このウェブマガジンは苫米地英人が発行者らしい。なかなか奇妙な話題を取り上げていることが多いようだ。
自称虚業家康芳夫が言っている「イスラム国志願兵と特攻隊員のメンタリティの違い」、という問題は面白い問題提起だと思う。
(以下引用)
■『絶歌』は低次元の書物
――先日「家畜人ヤプークラブ」を再開されたのは、まだ何かをやりたいという欲求なんですか?
「暇潰しですよね……そういう意味でいえば、メルマガはおもしろいですね。(神戸連続児童殺人事件の犯人である)少年Aの著書(『絶歌』)についても自分の見解を出しますよ(既に出ているのでウェブを参照)」
――A少年が出した本がベストセラーになってお金持ちになることについて、世間では非難の声が上がっていますが。
「まあ法的には問題ないよね。人を殺したんだから当然社会的制裁を受け続けてるわけなんだけど。まあ今回の本がお金がほしいって気持ちや、功名心からきたんだとしたら、くだらない話だよね。そうでなくて、たとえば殺人に対する彼の哲学的根拠をもって出したんなら、それは立派なものですよ。しかし『絶歌』には超越的哲学はほんのこれっぽっちもない。低次元の書物だよ」
広告代理店に活躍の場を奪われたといっても、康芳夫は絶えず現実社会とリンクしていたのだろう。ひとたび口を開けば、過去の麻原彰晃や吉本隆明のように、現在の最前線に質問状を送り続けているのだという。
■百田尚樹に突きつけた質問
「作家の百田(尚樹)にも僕は質問してるんだよ。イスラム国に志願してゆく青年が世界中にいますよね。彼は『永遠の0』で特攻隊の物語を書いているが、イスラム国志願兵と特攻隊員のメンタリティの違いを彼に訊いたんだが、答えないんだよ! 何度も訊いているのに。今度彼が連載している編集長を通して直接やってやろうと思ってるよ(笑)。これは答えたらヤバい質問だと思ってるから答えられないんだ」
これはまさに現在のインターネット社会でいうところの「凸る」という行為そのもの。誰もが答えたがらない真に迫る核心部分を嗅ぎつける視線。昭和の怪プロデューサーはインターネットが普及する遙か前から、そこを攻撃し続ける好戦的なアクティビストだったのだ。齢80を前にTwitterを駆使しているのは伊達ではない。

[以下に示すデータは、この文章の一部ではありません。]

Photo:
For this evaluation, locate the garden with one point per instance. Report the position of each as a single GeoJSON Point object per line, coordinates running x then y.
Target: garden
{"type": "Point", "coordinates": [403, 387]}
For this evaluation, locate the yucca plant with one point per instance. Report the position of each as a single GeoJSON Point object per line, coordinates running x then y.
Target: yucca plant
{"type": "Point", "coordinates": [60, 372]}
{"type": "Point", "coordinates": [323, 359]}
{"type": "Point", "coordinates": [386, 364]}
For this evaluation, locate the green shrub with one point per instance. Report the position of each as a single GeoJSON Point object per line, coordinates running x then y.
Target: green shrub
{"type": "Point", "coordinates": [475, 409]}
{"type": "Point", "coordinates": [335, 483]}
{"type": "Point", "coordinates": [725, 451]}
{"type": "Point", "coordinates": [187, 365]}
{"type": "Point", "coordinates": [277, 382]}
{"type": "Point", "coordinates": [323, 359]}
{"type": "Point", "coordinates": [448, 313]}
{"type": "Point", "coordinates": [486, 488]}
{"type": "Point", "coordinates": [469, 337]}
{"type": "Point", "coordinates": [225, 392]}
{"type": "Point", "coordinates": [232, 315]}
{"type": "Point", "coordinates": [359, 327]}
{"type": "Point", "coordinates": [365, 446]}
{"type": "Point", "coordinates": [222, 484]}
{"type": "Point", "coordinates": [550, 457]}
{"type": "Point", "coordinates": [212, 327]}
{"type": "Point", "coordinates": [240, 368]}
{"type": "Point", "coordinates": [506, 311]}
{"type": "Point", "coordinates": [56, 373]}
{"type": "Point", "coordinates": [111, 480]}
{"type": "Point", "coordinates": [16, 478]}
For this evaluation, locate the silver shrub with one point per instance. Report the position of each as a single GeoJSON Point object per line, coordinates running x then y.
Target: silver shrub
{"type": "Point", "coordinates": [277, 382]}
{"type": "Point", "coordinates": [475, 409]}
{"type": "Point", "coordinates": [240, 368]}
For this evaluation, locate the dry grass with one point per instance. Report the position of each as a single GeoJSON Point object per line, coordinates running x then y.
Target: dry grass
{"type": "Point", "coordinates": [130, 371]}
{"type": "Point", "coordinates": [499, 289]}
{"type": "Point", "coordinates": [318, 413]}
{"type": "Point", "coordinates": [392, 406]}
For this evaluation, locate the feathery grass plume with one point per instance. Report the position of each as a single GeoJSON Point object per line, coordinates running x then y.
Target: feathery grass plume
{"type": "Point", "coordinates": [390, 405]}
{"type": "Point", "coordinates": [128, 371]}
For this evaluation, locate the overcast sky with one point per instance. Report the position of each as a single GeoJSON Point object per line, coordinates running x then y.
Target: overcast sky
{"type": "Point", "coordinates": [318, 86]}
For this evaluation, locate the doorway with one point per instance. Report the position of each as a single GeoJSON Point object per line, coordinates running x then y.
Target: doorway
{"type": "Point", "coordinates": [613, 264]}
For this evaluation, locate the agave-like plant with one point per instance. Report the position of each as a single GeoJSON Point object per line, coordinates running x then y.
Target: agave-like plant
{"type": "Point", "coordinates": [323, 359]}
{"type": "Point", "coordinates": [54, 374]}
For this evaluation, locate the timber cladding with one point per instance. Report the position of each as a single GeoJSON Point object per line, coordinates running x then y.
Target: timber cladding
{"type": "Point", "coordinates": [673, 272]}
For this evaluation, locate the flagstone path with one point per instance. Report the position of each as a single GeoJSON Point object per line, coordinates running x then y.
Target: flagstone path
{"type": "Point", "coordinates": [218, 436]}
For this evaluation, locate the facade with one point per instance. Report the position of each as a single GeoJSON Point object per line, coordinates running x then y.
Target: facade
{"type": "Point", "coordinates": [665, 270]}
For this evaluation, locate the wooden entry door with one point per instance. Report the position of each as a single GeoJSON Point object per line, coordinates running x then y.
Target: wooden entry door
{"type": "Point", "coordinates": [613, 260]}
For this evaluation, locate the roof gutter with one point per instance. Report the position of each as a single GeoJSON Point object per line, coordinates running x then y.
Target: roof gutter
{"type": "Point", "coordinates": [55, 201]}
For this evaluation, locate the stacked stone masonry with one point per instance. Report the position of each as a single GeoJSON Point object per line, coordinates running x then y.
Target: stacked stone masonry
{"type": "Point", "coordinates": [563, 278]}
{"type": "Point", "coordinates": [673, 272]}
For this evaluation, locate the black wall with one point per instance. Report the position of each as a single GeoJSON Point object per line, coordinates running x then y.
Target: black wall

――今度から康さんが絶対に答えられない質問を出すっていう企画をどこかでやるべきですね(笑)。
「ははは(笑)、ぜひやりましょう。そちらのサイトでいいですよ。では一度おたくのボスである苫米地さんにも会わせてくださいよ。脳科学者でしたよね? まああの茂木(健一郎)っていうのも僕の弟子みたいなもんなんだけど、脳科学ってのはこれですよ(眉に唾を付ける)。でも、苫米地さんは彼らとはちょっとレベルがちがうという気がする」
――そうなんですか?
「いわゆる脳科学っていうのはこんな曖昧なものないってものなんですよ。洗脳された人間をを解放すると言ってメンタルコントロールするということ自体、別の世界に人を引きずり込んでいるのよ。これ厳密に言うと、別の洗脳なんです」
虚業家の視線は無差別全方位に、虚実の間を照らし続けているのだ。